深度学习入门笔记 Day8/15 误差反向传播法(二)_第1张图片

class Relu:
    def __init__(self):
        self.mask = None

    def forward(self, x):
        self.mask = (x <= 0)  # 判断输入中哪些元素小于等于0,mask中对应的位为True
        out = x.copy()  # 把输入直接拷贝给输出
        out[self.mask] = 0  # 把输入中小于等于0的元素都置零

        return out

    def backward(self, dout):
        dout[self.mask] = 0
        dx = dout

        return dx

同理Sigmoid函数: y=\frac{1}{1+\exp(-x)},导数:\frac{\partial y}{\partial x} =y^2\exp(-x) = y*(1-y)

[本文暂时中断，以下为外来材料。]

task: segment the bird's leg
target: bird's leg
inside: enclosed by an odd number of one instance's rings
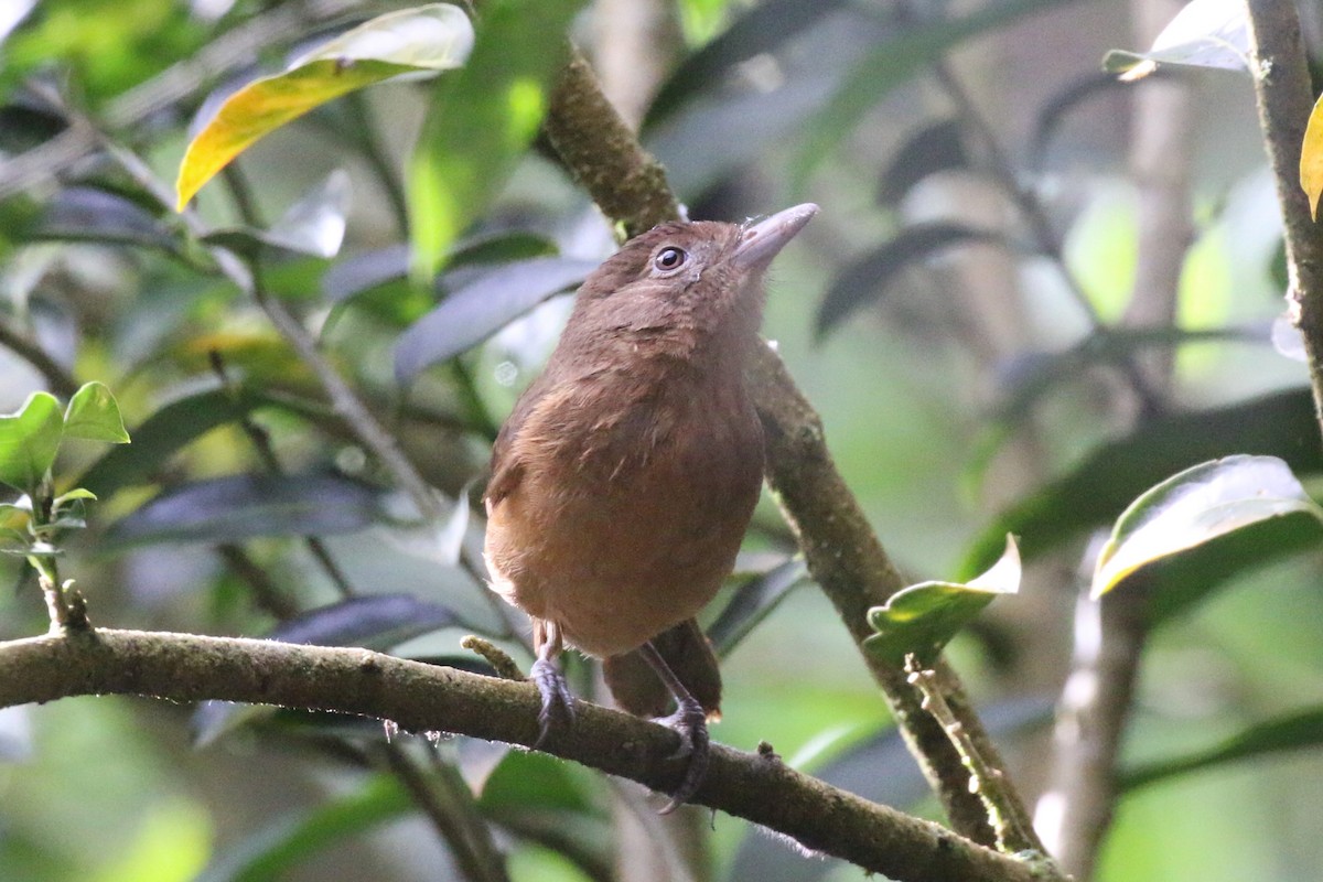
[[[671,793],[671,801],[660,812],[662,815],[669,815],[699,792],[699,785],[703,784],[703,778],[708,774],[708,758],[712,754],[708,744],[708,714],[703,710],[699,700],[675,676],[671,665],[665,662],[665,659],[662,657],[656,647],[651,643],[644,643],[639,647],[639,655],[662,677],[662,682],[675,696],[676,711],[658,722],[680,734],[680,750],[676,755],[689,758],[689,767],[684,772],[684,780]]]
[[[533,748],[542,746],[546,735],[556,726],[569,726],[574,721],[574,693],[561,673],[557,659],[565,649],[561,629],[556,623],[533,620],[533,647],[537,649],[537,661],[529,670],[529,680],[537,685],[537,692],[542,696],[542,709],[537,711],[538,733]]]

深度学习入门笔记 Day8/15 误差反向传播法(二)_第2张图片

class Sigmoid:
    def __init__(self):
        self.out = None

    def forward(self, x):
        out = 1 / (1 + np.exp(-x))
        self.out = out

        return out

    def backward(self, dout):
        dx = dout * (1.0 - self.out) * self.out

        return dx

 

三、如何实现全连接层和Softmax层

相邻层的所有神经元之间都有连接,这称为全连接(fully-connected)。

所以书里这章的全连接指的是Affine(仿射变换:1个线性变换【加权】+1个平移【偏移】)

这里涉及到矩阵求导,不详细写了。

关于偏移,因为在一次前向计算过程中,对于每一个输入向量X_i, i\in [1,N],他的第 j 个输入 X_(i,j) 对应的偏移量 b_j 都是一样的,所以反向求导的时候,对于 b_j 的求导要把从1到N的导数加起来。

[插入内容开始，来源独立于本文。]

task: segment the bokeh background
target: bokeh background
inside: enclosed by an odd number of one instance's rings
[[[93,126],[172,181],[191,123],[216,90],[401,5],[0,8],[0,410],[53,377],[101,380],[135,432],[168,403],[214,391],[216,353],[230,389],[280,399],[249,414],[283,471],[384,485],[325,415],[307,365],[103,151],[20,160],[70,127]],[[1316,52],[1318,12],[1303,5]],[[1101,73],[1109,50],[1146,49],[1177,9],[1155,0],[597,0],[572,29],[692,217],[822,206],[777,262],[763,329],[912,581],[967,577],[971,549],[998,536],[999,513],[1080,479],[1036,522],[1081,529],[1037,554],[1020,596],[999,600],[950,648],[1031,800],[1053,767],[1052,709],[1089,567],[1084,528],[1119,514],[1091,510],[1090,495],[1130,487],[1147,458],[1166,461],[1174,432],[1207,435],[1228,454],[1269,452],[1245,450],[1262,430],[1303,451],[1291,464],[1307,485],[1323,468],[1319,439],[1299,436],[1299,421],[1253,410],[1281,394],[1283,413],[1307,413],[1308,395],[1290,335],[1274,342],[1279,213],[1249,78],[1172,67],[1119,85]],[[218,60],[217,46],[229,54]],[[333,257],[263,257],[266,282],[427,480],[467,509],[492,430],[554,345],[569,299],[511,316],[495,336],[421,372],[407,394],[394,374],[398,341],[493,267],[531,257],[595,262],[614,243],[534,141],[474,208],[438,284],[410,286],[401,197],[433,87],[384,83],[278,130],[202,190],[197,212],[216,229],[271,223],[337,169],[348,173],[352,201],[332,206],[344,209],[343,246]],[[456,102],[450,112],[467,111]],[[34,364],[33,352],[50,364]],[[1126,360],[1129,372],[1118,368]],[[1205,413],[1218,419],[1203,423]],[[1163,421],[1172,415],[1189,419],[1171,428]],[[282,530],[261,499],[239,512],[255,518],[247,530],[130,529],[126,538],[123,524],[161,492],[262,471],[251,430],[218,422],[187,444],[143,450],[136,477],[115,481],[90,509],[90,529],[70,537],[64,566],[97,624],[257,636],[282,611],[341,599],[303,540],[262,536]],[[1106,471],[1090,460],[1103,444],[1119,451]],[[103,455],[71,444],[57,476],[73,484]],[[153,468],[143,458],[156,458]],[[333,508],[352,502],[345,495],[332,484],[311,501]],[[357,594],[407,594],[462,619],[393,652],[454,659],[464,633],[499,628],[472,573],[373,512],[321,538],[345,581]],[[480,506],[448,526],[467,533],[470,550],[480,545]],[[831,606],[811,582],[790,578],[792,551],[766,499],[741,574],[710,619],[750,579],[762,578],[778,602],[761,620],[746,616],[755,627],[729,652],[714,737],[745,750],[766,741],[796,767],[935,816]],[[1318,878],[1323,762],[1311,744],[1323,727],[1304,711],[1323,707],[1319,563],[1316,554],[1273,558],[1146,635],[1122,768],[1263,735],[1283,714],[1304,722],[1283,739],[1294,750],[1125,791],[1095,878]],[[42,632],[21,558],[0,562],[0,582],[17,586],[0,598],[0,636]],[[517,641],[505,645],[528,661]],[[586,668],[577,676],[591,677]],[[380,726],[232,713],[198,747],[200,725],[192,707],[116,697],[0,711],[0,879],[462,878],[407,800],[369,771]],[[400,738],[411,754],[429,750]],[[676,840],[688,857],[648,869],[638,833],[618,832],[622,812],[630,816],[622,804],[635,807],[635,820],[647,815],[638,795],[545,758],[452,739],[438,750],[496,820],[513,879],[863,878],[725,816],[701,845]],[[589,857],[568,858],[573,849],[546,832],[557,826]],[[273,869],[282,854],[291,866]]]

深度学习入门笔记 Day8/15 误差反向传播法(二)_第3张图片

关于softmax的实现,需要注意的是反向传播的时候如果一个节点有多个输入,要把他们加起来。

比如除法节点 / 处反向时:\frac{1}{S^2} (-t_1S-t_2S-t_3S)=\frac{1}{S},因为 t 是one hot表示,某个输入对应的 t 有且仅有一个元素为 1,其余值均为0.

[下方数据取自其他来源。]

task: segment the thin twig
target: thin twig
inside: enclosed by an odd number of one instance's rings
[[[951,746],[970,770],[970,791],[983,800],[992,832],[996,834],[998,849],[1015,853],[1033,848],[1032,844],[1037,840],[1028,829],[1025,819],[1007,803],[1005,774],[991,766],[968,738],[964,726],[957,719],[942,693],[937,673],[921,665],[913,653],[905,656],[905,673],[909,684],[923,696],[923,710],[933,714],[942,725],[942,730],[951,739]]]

如果不用计算图的方法,用直接求导也可以推出相同的结论。

 

四、如何将这些层组装成一个二层神经网络

仿射层+ReLU层是神经网络的一层。因为仿射层是将输入加权、偏置,ReLU是激活函数。

而输出层是由一个Affine层+Softmax层构成。Softmax是一个分类器。

所以二层神经网络只需要Affine1+ReLU+Affine2+Softmax即可。

五、如何使用SGD更新这个网络的参数

因为每一个层都有forward和backward,因此,SGD中的predict可以由forward完成,而求gradient的时候可以由backward完成。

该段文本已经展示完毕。